On Tuesday, Twitter took the unprecedented step of adding a fact check link to the bottom of several tweets in which Donald Trump falsely claimed that mail-in voting is linked to fraud. The text, “Get the facts about mail-in ballots,” redirected users to a Twitter page linking to explanations that that Trump’s claims are not supported by any evidence.
Zuckerberg told Fox News he disagrees with that decision. “We have a different policy than, I think, Twitter on this,” he said in the interview. “I just believe strongly that Facebook shouldn’t be the arbiter of truth of everything that people say online.

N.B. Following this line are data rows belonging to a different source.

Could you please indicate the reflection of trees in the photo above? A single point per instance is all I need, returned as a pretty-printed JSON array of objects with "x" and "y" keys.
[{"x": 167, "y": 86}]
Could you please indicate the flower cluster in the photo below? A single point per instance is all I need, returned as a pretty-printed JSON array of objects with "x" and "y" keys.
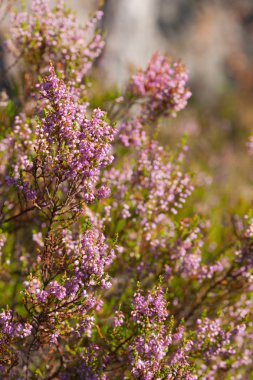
[
  {"x": 43, "y": 35},
  {"x": 162, "y": 87},
  {"x": 103, "y": 264}
]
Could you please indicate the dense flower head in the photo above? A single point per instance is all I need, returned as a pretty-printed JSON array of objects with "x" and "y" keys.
[
  {"x": 162, "y": 87},
  {"x": 70, "y": 142},
  {"x": 42, "y": 35},
  {"x": 153, "y": 306},
  {"x": 104, "y": 266}
]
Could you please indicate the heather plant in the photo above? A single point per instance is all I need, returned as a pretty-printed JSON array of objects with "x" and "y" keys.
[{"x": 105, "y": 274}]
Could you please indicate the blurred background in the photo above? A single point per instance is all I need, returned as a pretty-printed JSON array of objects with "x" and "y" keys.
[{"x": 215, "y": 41}]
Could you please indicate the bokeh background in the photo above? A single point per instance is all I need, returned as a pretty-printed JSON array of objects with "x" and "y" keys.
[{"x": 215, "y": 41}]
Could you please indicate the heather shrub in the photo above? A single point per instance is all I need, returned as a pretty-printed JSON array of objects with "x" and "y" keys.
[{"x": 105, "y": 274}]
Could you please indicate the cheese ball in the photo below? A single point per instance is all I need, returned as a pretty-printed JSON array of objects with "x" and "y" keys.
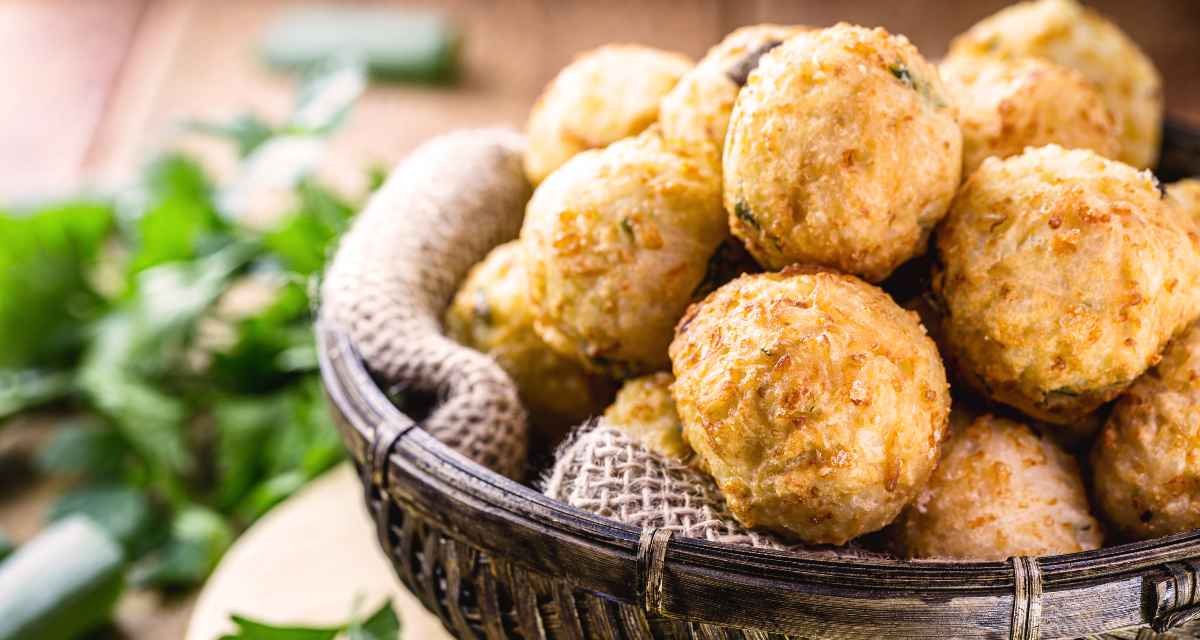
[
  {"x": 1061, "y": 276},
  {"x": 1146, "y": 462},
  {"x": 603, "y": 96},
  {"x": 491, "y": 313},
  {"x": 1006, "y": 105},
  {"x": 843, "y": 151},
  {"x": 616, "y": 241},
  {"x": 696, "y": 113},
  {"x": 1000, "y": 490},
  {"x": 645, "y": 411},
  {"x": 815, "y": 401},
  {"x": 1066, "y": 33},
  {"x": 1185, "y": 196}
]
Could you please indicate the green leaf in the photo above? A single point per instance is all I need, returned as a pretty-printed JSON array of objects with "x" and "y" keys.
[
  {"x": 149, "y": 418},
  {"x": 304, "y": 239},
  {"x": 21, "y": 390},
  {"x": 143, "y": 342},
  {"x": 197, "y": 540},
  {"x": 270, "y": 347},
  {"x": 85, "y": 449},
  {"x": 46, "y": 299},
  {"x": 270, "y": 492},
  {"x": 250, "y": 629},
  {"x": 243, "y": 424},
  {"x": 383, "y": 624},
  {"x": 247, "y": 131},
  {"x": 123, "y": 512}
]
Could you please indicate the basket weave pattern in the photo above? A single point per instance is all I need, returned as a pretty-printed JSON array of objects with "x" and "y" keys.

Private companies probably shouldn’t be, especially these platform companies, shouldn’t be in the position of doing that.”
Several hours after Zuckerberg’s comments were made public, Dorsey responded. “Fact check: there is someone ultimately accountable for our actions as a company, and that’s me,” Dorsey tweeted Wednesday night. “Please leave our employees out of this. We’ll continue to point out incorrect or disputed information about elections globally. And we will admit to and own any mistakes we make.”
“This does not make us an ‘arbiter of truth,'” he continued. “Our intention is to connect the dots of conflicting statements and show the information in dispute so people can judge for themselves. More transparency from us is critical so folks can clearly see the why behind our actions.”
Dorsey also included a link to Twitter’s latest “civic integrity policy.”
For his part, Trump was apoplectic over Twitter’s fact check, which he falsely described as an attack on free speech. After raging about it on Tuesday, he continued doing so on Wednesday when he suggested the federal government might take some form of action against Twitter. Since then it has been reported that Trump will sign an executive order on Thursday that will call on authorities to investigate Google, Facebook and Twitter for “political bias.”
Zuckerberg indicated in his interview with Fox News that he also disagrees with Trump. “I have to understand what they actually would intend to do,” he said. “But in general, I think a government choosing to censor a platform because they’re worried about censorship doesn’t exactly strike me as the right reflex there.”
Zuckerberg’s interview will air on Fox News on Thursday.